Elles demandent au Premier Président de la Cour d'appel de Paris d' infirmer l'ordonnance rendue par chaque JLD au motif que l'Administration n'a pas présenté de présomptions suffisantes pour justifier la mise en oeuvre des dipositions de l'article l 16B du LPF, que l'Administration s'est abstenue de transmettre des éléments en sa possession susceptibles de modifier l'appréciation du JLD et de plus a volontairement présenté des informations partielles ou erronées, et qu'ainsi l'Administration a privé le JLD des éléments nécessaires pour lui permettre de vérifier de manière concrète le bien-fondé de la demand de mise en oeuvre des l'article L 16B du LPF.

Par ces motifs, il est demandé au premier président de la cour d'appel de :

-infirmer l'ordonnance du JLD du TJ de PARIS du 3 octobre 2022 ;

-infirmer l'ordonnance du JLD du TJ de MEAUX du 28 septembre 2022 ;

-infirmer l'ordonnance du JLD du TJ de FONTAINEBLEAU du 29 septembre 2022 ;

-ordonner la restitution de l'ensemble des éléments saisis par l'Administration.

Dans ses écritures, l'Administration fiscale conclut au rejet des moyens soulevés par les parties appelantes en ce que l'agumentation développée par les parties appelantes ne remet pas en cause le bien-fondé des présomptions retenues par chaque JLD et que les présomptions de fraude à l'encontre de la société de droit luxembourgeois sont fondées (adresse du siège social, centre décisionnel, régime fiscal privilégié, activité occulte de la société Temrex).

Par ces motifs, l'Administration fiscale demande de :

-confirmer l'ordonnance du Juge des libertés et de la détention de MEAUX du 28 septembre 2022;

-confirmer l'ordonnance du Juge des libertés et de la détention de FONTAINEBLEAU du 29 septembre 2022;

-confirmer l'ordonnance du Juge des libertés et de la détention de PARIS du 3 octobre 2022,
-rejeter toutes demandes, fins et conclusions,
-condamner chaque partie appelante au paiement de la somme de 2 000 € au titre de l'article 700 du Code de procédure civile et aux dépens.
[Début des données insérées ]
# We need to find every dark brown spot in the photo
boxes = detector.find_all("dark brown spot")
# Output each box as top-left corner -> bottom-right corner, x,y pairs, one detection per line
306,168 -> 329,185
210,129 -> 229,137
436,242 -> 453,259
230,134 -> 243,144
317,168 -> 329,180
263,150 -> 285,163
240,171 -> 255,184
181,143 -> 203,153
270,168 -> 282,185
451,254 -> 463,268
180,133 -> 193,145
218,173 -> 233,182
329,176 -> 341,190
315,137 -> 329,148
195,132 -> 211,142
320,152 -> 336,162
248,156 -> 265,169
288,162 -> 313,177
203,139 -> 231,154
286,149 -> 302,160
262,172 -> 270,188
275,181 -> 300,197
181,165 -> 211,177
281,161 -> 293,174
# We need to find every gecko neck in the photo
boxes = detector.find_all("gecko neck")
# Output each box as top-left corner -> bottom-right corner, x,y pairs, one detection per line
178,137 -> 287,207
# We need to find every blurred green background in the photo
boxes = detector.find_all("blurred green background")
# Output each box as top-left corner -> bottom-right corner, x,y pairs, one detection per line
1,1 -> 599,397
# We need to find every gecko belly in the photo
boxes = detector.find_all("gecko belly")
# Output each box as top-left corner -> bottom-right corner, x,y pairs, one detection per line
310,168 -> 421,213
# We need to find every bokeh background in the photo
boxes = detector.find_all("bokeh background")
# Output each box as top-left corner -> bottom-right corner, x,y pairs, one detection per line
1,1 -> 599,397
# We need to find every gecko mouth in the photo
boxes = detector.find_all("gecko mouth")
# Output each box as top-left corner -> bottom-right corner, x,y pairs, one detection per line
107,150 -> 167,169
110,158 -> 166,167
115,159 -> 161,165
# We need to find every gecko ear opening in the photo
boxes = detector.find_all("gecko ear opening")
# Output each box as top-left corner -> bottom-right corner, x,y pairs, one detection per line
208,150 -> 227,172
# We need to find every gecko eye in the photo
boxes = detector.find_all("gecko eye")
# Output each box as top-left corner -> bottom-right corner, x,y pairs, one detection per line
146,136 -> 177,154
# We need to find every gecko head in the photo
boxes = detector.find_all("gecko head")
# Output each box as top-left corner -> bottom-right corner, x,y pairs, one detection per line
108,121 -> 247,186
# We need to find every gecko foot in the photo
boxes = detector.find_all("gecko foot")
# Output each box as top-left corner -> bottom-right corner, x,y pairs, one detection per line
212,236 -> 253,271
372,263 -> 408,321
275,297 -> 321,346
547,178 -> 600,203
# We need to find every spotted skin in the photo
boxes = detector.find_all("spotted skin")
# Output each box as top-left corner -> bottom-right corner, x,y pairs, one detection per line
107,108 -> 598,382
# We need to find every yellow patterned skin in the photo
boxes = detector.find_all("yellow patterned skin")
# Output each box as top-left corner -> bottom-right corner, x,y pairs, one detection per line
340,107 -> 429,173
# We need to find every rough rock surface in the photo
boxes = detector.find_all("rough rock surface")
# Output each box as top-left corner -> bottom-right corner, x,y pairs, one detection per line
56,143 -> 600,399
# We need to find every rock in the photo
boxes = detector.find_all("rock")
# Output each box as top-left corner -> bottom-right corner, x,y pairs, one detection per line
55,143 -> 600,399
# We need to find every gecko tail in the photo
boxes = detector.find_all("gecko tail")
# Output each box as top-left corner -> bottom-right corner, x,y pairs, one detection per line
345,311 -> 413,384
La Cour renvoie, pour un plus ample exposé des faits, prétentions et moyens des parties, à la décision déférée et aux écritures susvisées, en application des dispositions de l'article 455 du code de procédure civile.

* * *

SUR LES RECOURS

Les parties requérantes n'ont déposé aucune conclusion à l'appui de leurs recours, à l'audience du 7 juin 2023 le conseil des parties requérantes confirme que ces recours ne sont pas soutenus à l'audience.

* * *

Après avoir entendu à l'audience publique du 7 juin 2023 le conseil des parties appelantes et le conseil de l'Administration fiscale et après avoir évoqué la jonction des dossiers, la Cour d'appel a mis l'affaire en délibéré au 5 juillet 2023.

SUR CE

SUR LA JONCTION :

Dans l'intérêt d'une bonne administration de la justice, il convient, en application de l'article 367 du Code de procédure civile et eu égard aux liens de connexité entre les affaires, de joindre les instances enregistrées sous les numéros de RG 22/16997, 22/17024, 22/17029 (appels) et les instances enregistrées sous les numéros de RG 22/17038, 22/17041, 22/17047 (recours), qui seront regroupées sous le numéro le plus ancien.

SUR L'APPEL :

Sur le moyen selon lequel l'Administration n'a pas présenté de présomptions suffisantes pour justifier la mise en oeuve des dispositions de l'article L 16B du LPF.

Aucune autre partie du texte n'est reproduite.